DCO: Dynamic Cache Orchestration for LLM Accelerators through Predictive Management
- URL: http://arxiv.org/abs/2512.07312v1
- Date: Mon, 08 Dec 2025 08:56:10 GMT
- Title: DCO: Dynamic Cache Orchestration for LLM Accelerators through Predictive Management
- Authors: Zhongchun Zhou, Chengtao Lai, Yuhang Gu, Wei Zhang,
- Abstract summary: We propose a multi-core AI accelerator equipped with a shared system-level cache and application-aware management policies.<n>We observe substantial performance gains (up to 1.80x speedup) compared with conventional cache architectures.<n>Our findings explore the potential of the shared cache design to assist the development of future AI accelerator systems.

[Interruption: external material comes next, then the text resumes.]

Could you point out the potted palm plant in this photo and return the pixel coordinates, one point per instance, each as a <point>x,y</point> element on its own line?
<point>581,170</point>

- Score: 2.5993532871616027
- License: http://arxiv.org/licenses/nonexclusive-distrib/1.0/
- Abstract: The rapid adoption of large language models (LLMs) is pushing AI accelerators toward increasingly powerful and specialized designs. Instead of further complicating software development with deeply hierarchical scratchpad memories (SPMs) and their asynchronous management, we investigate the opposite point of the design spectrum: a multi-core AI accelerator equipped with a shared system-level cache and application-aware management policies, which keeps the programming effort modest. Our approach exploits dataflow information available in the software stack to guide cache replacement (including dead-block prediction), in concert with bypass decisions and mechanisms that alleviate cache thrashing. We assess the proposal using a cycle-accurate simulator and observe substantial performance gains (up to 1.80x speedup) compared with conventional cache architectures. In addition, we build and validate an analytical model that takes into account the actual overlapping behaviors to extend the measurement results of our policies to real-world larger-scale workloads. Experiment results show that when functioning together, our bypassing and thrashing mitigation strategies can handle scenarios both with and without inter-core data sharing and achieve remarkable speedups. Finally, we implement the design in RTL and the area of our design is $\mathbf{0.064mm^2}$ with 15nm process, which can run at 2 GHz clock frequency. Our findings explore the potential of the shared cache design to assist the development of future AI accelerator systems.